Part of our First Friday lecture series
Presented by Dr. Kerri Greenidge and Dr. Kendra Field
NEHGS Library and Archives, 99-101 Newbury Street, Boston, MA
Cost: Free

In this presentation, historians Kerri Greenidge and Kendra Field will introduce the work of the African American Freedom Trail Project, while considering the role of universities in the public history of greater Boston. The African American Freedom Trail Project is a city-wide organizational network and community-based archive, housed at Tufts University. Inspired by the scholarship of the late Tufts Professor Gerald R. Gill (1948-2007) on civil rights and the history of Black Boston, and driven by faculty and student research, the project maps African American and African-descended public history sites, while developing collaborative, community-based public history projects. Through research, exhibits, and community engagement, this project aims to develop African American historical memory and inter-generational community across greater Boston. Ultimately, The African American Freedom Trail Project places present-day struggles for racial justice in the context of historical movements for social change that originated, and found expression in greater Boston's historic African American, Black Native, and diasporic communities.

About our Speakers:

Dr. Kendra Field is associate professor of history and director of the Center for the Study of Race and Democracy at Tufts University. Field is the author of Growing Up with the Country: Family, Race, and Nation after the Civil War (Yale University Press, January 2018). The book traces her ancestors' migratory lives between the Civil War and the Great Migration. Field also served as Assistant Editor to David Levering Lewis' W.E.B. Du Bois: A Biography (Henry Holt, 2009). Field's research and teaching areas include race, slavery, freedom, migration, and social movements in the long nineteenth century; African-American family history, memory, and public history. Field has been awarded fellowships from the Ford Foundation, the Andrew W. Mellon Foundation, the Huntington Library, and Harvard University's Charles Warren Center in American History. Field's recent articles have appeared in the Journal of American History, the Western Historical Quarterly, and Transition. Field has advised and appeared in historical documentaries including Henry Louis Gates, Jr.'s "The African Americans: Many Rivers to Cross" (2013) and "Roots: A History Revealed" (2016). Field received her Ph.D. in American History from New York University. She also holds a Master's in Public Policy from Harvard University's Kennedy School of Government and a B.A. from Williams College. Previously, Field served as Assistant Professor of History at the University of California, Riverside, and worked in education and the non-profit sector in Boston and New York.

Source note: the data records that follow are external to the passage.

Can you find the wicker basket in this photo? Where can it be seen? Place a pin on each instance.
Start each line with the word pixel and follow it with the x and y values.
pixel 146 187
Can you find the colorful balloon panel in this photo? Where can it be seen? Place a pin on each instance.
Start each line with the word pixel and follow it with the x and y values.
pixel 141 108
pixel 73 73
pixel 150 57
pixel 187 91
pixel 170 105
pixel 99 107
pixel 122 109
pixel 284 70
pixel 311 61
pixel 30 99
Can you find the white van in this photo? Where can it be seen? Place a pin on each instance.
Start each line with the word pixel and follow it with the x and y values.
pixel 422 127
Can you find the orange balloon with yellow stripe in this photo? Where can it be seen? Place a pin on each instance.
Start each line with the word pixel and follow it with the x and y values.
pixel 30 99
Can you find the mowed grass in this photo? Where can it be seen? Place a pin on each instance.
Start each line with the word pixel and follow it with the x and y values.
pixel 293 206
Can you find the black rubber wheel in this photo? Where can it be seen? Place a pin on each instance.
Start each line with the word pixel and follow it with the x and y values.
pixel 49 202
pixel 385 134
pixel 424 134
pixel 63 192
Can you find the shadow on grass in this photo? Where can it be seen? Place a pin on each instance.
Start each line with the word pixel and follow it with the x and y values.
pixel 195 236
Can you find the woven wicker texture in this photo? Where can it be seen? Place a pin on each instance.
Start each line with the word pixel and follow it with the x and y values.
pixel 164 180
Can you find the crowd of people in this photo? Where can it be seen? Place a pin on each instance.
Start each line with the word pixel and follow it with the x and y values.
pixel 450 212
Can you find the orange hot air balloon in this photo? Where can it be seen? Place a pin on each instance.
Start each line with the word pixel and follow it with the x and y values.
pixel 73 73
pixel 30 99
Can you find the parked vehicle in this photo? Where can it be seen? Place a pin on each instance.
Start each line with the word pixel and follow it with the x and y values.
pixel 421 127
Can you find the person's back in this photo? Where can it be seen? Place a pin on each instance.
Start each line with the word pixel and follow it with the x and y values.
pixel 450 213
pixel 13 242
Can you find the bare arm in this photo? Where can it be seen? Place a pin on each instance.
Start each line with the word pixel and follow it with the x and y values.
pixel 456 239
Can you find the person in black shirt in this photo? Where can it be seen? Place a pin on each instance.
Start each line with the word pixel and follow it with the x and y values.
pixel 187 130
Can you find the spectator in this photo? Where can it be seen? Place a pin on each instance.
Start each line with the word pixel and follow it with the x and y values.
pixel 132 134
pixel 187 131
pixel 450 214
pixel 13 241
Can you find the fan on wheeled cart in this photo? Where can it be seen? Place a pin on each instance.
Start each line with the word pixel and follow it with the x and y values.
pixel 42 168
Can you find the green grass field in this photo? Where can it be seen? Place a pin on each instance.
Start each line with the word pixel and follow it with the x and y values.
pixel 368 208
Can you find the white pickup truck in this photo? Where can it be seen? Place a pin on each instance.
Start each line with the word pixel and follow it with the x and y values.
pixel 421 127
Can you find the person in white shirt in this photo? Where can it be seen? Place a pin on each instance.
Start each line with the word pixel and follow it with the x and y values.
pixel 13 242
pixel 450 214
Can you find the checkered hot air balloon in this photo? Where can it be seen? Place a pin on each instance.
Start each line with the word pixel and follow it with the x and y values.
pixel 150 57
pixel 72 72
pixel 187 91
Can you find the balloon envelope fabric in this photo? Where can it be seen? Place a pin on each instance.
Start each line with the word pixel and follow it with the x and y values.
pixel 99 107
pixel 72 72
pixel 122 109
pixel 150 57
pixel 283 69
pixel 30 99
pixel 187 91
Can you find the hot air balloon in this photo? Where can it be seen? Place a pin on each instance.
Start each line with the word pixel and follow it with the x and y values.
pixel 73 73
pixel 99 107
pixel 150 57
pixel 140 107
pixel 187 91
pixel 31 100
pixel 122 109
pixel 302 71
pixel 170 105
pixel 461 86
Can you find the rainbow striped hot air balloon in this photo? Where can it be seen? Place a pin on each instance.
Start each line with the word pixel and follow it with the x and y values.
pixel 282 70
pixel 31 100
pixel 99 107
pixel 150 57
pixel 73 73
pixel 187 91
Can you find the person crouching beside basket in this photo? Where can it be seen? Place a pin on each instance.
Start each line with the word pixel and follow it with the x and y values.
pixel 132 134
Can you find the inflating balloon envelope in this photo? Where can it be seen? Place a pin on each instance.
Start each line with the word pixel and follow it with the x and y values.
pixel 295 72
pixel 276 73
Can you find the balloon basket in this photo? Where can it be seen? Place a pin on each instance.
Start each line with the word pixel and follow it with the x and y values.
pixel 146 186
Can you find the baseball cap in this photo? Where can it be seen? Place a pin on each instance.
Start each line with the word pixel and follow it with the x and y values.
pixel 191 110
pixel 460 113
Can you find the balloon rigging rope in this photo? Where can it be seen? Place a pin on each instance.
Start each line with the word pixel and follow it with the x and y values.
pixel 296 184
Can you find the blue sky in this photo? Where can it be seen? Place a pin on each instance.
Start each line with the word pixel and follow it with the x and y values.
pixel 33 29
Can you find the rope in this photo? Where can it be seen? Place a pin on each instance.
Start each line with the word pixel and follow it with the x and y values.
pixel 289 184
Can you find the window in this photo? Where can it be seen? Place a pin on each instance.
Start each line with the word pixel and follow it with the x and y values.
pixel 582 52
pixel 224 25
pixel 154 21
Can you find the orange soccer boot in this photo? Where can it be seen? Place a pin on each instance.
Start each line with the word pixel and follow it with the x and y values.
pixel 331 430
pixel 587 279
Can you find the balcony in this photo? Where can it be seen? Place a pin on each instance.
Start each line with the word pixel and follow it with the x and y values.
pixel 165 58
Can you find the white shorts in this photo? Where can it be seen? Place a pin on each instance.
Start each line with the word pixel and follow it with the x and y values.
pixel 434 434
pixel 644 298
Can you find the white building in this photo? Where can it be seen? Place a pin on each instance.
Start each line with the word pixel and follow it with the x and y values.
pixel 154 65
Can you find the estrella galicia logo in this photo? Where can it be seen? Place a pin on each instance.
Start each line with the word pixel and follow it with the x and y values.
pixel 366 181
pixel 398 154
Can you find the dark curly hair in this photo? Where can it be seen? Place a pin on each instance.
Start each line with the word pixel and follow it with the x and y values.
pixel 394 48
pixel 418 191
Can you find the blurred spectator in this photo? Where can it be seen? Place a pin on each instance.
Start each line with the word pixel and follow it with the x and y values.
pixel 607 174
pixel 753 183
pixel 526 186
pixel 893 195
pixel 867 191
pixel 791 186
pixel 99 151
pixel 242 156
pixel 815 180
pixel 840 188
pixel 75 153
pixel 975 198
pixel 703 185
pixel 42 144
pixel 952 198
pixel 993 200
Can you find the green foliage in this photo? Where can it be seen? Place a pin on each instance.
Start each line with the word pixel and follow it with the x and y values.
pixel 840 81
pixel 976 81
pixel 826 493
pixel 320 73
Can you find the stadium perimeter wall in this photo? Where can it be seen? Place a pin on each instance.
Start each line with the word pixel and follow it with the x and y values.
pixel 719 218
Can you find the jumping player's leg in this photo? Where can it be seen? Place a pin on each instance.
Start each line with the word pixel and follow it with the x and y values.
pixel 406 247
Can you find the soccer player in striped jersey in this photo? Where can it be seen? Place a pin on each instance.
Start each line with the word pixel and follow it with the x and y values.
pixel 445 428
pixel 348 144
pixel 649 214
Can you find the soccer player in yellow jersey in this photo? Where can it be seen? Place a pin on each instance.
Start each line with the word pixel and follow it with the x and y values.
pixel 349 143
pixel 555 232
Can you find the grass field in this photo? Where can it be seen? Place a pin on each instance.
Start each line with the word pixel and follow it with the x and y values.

Dr. Kerri Greenidge is the Interim Director of American Studies at Tufts. Kerri Greenidge received her Doctorate in American Studies from Boston University, where her specialty included African-American history, American political history, and African-American and African diasporic literature in the post-emancipation and early modern era. Her research explores the role of African-American literature in the creation of radical Black political consciousness, particularly as it relates to local elections and Democratic populism during the Progressive Era. She has taught at Boston University, the University of Massachusetts, and Emerson College. Her work includes historical research for The Wiley-Blackwell Anthology of African-American Literature, the Oxford African American Studies Center, and PBS. For nine years she worked as a historian for Boston African American National Historical Site in Boston, through which she published her first book, Boston Abolitionists (2006). Her forthcoming book Trotter: Race and Politics in Boston will be published by Norton in Spring, 2019. The book, a biography of African-American activist, William Monroe Trotter, explores the history of racial thought and African American political radicalism in New England at the turn of the century. She is currently co-director of the African American Trail Project through Tufts’ Center for the Study of Race and Democracy (CSRD).